The scaffold is **near-blank-slate**: the proposer sees the goal, the
wave's gating rule, the field-wide best step count at the snapshot's
wall-clock, and the current-best `variant.py` they're building on. Nothing
else — no peer ideas, no prior writeups, no future hints. They use their
own tools (web search, paper retrieval) to gather context. Why this minimal
context: PI's archive doesn't preserve per-file creation dates, so
mirroring the agent's broader scratchpad state at a past moment would
necessarily leak future work.

---

## Scoring

```
set_score = sum(per_candidate_scores)
          + 0.5 × diversity_bonus          # mean pairwise cosine distance between N candidates
          + 0.1 × validity_term            # fraction of N that passed the structural check
```

Per-candidate, the judge classifies in this priority order:

| order | outcome | score | when |
|---|---|---|---|
| 1 | **invalid** | −1.0 | missing `## Proposal` section, no title, or body < 50 chars |
| 2 | **novel_validated** | +impact × confidence | matches a future-improved experiment. impact ∈ {1.0 frontier_idea, 0.6 improved_idea, 0.5 frontier_experiment, 0.4 improved_experiment} |
| 3 | **rediscovery** | −0.5 × rejection_mult × confidence | matches a prior. rejection_mult: none 1.0, failed 1.4, family_ruled_out 1.6, audit_noncompliant 1.6, existence_killed 2.0 |
| 4 | **novel_unvalidated** | +0.3 × confidence | no future match, no prior match |

Future-first priority: copying a prior that ended up on a winning thread
counts as anticipation, not rediscovery.

**Default judge backend: `llm-hybrid`.** Cosine retrieval picks the top-20
nearest priors and top-20 nearest futures by `text-embedding-3-large`, then
**gpt-5-mini** (`reasoning_effort=medium`) classifies the candidate with
structured JSON output (classification + matched_id + confidence +
reasoning). The reasoning step catches paraphrases that cosine misses
(e.g. cosine 0.73 → LLM "novel_validated, confidence 0.95"). Final score
is multiplied by the LLM's confidence so weak matches are softened.

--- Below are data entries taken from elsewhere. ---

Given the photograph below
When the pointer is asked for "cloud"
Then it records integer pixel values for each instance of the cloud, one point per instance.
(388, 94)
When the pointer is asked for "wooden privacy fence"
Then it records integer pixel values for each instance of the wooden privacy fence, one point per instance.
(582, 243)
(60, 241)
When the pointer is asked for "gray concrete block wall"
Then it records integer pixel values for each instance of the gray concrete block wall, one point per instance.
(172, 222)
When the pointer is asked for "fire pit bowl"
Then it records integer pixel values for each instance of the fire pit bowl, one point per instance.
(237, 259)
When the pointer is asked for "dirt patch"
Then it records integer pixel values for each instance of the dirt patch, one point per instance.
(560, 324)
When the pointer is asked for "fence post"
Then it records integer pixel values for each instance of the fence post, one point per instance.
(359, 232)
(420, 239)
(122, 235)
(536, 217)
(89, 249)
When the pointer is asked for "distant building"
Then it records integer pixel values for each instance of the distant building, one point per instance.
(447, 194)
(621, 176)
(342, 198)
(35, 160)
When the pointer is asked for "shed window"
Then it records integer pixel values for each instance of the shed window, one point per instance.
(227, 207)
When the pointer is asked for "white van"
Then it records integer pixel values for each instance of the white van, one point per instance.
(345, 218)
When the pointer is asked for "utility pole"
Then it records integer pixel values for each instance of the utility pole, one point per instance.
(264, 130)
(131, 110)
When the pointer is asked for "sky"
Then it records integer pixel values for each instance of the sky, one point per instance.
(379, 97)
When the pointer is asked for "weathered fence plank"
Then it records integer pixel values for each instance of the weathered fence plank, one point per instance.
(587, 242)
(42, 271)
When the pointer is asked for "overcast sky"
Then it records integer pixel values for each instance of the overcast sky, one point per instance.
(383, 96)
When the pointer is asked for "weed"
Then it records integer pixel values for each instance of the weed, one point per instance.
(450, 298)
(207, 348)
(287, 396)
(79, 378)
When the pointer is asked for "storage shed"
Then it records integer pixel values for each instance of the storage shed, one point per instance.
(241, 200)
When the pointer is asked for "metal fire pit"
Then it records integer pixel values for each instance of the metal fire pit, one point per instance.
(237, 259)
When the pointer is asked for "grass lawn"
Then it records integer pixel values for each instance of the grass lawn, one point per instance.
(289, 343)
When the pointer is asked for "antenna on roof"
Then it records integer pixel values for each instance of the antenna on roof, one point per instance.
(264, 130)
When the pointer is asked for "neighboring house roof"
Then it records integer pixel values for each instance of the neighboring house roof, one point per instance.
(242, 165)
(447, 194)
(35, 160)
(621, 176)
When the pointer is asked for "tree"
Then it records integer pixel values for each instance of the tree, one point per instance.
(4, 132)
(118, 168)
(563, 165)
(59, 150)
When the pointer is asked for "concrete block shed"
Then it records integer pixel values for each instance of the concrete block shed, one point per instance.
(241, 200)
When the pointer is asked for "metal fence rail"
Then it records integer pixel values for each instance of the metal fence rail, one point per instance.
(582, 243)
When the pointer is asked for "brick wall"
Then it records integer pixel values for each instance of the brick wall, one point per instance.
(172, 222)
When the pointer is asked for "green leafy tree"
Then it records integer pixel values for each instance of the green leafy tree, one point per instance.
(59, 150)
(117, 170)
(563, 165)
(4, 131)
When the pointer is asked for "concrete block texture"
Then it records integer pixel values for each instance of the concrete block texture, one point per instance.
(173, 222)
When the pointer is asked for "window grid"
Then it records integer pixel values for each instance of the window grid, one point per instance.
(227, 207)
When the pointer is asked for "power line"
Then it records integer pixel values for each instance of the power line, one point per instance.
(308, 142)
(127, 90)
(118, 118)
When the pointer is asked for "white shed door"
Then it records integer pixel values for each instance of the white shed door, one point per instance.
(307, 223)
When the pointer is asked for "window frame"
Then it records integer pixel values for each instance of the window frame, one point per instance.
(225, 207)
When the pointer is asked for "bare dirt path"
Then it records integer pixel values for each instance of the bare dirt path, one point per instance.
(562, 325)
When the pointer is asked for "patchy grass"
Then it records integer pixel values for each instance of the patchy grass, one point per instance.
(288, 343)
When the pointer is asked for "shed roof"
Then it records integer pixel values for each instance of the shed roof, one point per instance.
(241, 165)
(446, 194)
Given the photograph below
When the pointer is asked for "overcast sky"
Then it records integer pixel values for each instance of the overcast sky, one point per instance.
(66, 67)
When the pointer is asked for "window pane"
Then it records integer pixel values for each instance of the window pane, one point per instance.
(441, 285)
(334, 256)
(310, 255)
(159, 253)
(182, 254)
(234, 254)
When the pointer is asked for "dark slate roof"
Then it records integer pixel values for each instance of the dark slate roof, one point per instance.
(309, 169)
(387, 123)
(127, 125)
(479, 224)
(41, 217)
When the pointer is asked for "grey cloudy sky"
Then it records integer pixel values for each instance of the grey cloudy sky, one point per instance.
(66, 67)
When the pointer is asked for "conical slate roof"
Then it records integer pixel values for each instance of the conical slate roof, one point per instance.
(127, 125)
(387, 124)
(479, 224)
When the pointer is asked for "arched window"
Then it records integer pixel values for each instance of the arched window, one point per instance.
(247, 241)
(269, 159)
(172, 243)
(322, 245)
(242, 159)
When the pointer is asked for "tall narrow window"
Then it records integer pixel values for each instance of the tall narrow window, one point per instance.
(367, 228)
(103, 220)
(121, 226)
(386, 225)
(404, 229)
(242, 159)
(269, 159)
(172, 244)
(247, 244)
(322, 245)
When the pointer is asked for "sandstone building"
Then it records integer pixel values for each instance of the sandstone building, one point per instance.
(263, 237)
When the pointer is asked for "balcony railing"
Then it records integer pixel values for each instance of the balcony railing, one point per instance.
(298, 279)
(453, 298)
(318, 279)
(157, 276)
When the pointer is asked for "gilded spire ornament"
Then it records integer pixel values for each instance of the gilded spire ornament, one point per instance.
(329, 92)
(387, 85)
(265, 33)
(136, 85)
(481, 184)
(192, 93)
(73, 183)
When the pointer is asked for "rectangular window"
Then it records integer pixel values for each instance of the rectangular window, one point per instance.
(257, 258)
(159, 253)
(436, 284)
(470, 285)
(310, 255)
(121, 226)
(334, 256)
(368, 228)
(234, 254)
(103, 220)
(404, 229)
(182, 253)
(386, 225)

Cost: ~$0.005 per N=5 candidate set → ~$0.12 per 24-snapshot benchmark.

Opt-in to the deterministic backend with `--judge-backend cosine` for
zero-LLM, pinned-leaderboard runs (cosine ≥ 0.75 threshold, ~$0.0003/set).

---

## Limits

What we **can't** recreate from the upstream archive: the agent's
conversation with their orchestrator, their accumulated context window,
real-time search queries, decision rationale (we see *what* ran, not
*why*), PI operator interventions, cluster state, and the agent's training
cutoff. See the design notes for the full enumeration.

## License

Apache 2.0. Raw `ideas/*.md` and `variants/*.py` files belong to Prime
Intellect; this package ships only derived metadata.